Back in October 2017, the dashboard had data for 6 schemes, and it was updated in August 2018 to show data for a total of 22 schemes. In its final phase, the dashboard will unify data from 42 flagship schemes to help stakeholders find the answer to life, universe and everything. For the first time, data from 20 ministries will break silos to come together in one place, bringing accountability to a government budget of over Rs. 2 lakh crores!
The DISHA meetings are held once every quarter, where the committee members meet to ensure that all schemes are being implemented in accordance with the guidelines, look into irregularities with respect to implementation and closely review the flow of allocated funds. Workflows, like the one showed above, have automated the flow of data from scheme databases to the DISHA Dashboard, updating the dashboard regularly with the most recent data for a scheme. This is useful for the committee members since they can plan for the meeting agenda by checking each scheme’s performance and identifying priorities and gap areas.
Going towards better public technology
Data extraction is a piece of a larger puzzle called data integration (getting the data you want to a single place, from different systems, the way you want it), which people have been working on since the early 1980s. Integrating different data systems can be quite complex due to the systems being heterogeneous; this means they can differ in the way they are implemented, how data is stored within them and how they interact with other systems, making them silos of information.
To successfully extract data from another system, people on both ends of the transaction first need to agree upon a schema for how the data will be shared.

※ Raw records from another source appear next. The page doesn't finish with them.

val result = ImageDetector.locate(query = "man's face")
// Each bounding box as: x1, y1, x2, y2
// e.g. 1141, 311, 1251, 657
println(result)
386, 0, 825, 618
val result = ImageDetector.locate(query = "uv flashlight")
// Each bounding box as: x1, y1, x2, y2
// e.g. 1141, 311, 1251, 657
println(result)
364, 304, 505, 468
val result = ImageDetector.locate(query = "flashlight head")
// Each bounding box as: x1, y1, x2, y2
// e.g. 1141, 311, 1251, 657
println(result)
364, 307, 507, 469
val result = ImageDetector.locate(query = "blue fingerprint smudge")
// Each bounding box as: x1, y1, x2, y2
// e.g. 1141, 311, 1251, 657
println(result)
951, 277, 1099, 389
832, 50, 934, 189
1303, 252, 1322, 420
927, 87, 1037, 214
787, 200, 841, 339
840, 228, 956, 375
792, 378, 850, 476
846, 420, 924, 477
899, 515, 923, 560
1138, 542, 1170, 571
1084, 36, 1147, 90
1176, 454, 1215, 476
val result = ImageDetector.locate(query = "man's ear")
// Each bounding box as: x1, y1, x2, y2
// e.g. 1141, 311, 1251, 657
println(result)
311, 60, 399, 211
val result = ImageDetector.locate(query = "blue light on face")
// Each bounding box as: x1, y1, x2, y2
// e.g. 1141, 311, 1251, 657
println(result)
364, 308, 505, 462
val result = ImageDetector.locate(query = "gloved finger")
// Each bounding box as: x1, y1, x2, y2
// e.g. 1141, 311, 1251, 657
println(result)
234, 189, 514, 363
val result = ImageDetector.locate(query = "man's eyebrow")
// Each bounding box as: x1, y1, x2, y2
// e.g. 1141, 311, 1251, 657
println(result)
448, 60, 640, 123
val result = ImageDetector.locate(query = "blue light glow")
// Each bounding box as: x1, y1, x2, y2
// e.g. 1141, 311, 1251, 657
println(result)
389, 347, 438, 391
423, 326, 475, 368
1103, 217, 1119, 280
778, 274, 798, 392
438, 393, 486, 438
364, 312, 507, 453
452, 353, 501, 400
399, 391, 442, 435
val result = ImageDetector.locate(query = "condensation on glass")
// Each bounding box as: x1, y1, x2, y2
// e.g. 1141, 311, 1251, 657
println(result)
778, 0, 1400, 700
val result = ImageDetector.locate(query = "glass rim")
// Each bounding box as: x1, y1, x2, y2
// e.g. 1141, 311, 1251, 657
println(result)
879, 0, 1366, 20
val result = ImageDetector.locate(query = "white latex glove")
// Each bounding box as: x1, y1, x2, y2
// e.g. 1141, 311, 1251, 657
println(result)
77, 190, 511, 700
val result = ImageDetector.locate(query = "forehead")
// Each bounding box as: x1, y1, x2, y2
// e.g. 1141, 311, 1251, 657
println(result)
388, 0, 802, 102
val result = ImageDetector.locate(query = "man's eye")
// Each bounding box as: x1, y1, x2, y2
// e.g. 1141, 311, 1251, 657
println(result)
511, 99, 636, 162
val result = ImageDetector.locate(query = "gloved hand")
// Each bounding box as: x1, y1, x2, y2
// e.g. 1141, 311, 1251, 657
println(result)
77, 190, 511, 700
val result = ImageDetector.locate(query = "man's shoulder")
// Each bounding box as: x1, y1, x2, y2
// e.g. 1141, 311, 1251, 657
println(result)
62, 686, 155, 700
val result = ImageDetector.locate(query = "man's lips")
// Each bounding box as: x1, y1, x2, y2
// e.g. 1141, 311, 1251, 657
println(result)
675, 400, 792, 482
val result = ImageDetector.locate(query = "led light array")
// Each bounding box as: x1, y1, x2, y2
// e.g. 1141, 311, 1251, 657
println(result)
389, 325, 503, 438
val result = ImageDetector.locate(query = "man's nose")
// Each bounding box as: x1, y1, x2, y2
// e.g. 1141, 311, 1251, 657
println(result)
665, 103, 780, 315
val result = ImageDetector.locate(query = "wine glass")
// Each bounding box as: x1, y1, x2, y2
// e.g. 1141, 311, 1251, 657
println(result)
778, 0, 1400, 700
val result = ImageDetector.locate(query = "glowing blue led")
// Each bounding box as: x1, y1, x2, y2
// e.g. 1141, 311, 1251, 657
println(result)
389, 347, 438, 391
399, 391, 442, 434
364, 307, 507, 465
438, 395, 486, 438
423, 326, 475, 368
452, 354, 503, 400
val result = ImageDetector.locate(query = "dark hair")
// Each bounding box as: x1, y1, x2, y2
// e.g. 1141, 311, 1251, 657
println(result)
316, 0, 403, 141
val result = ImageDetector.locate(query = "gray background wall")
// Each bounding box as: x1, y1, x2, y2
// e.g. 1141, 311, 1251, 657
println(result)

As we found, this can be the most time-consuming part of a project, given how heterogeneous different data systems can be. Even though we have successfully integrated 22 data sources together so far, the time we spent on getting the data in the right format, with the variables we needed for each scheme, would’ve been saved if there was a standard for storing and sharing data across all ministries.
In his article “Bringing Wall Street and the US Army to bear on public service delivery”, Varun Adibhatla of ARGO Labs talks about ‘Information Exchange protocols’. He calls it jargon for, being able to share standardized data or speak a common language at some considerable scale. He further explains here that, in the 1990s, Wall Street financial institutions got together and agreed to speak in a common transactional language. This led to the creation of the FIX protocol, which let them share data quickly. He mentions that data standards like the FIX protocol are not unique to Wall Street, but exist in almost every sphere of trade and commerce.
A small team of purpose-driven public technologists, leveraging advances in low-cost device, data and decision-making and the right kind of support is all it takes to build and maintain public, digital infrastructures.Varun Adibhatla in “Bringing Wall Street and the US Army to bear on public service delivery.”
As we move towards a Digital India, we need a fundamental shift from the Excel-for-everything mindset and how today’s public technology is set up. We need a standardized data infrastructure across public services that will help ministries and departments share data with each other quickly, and with the public. A new generation of public servants with Silicon Valley–grade technical chops need to be trained and hired. There’s already a Chief Economic Advisor to the government and a Chief Financial Officer for the RBI. It’s high time a Chief Data Officer is appointed for India!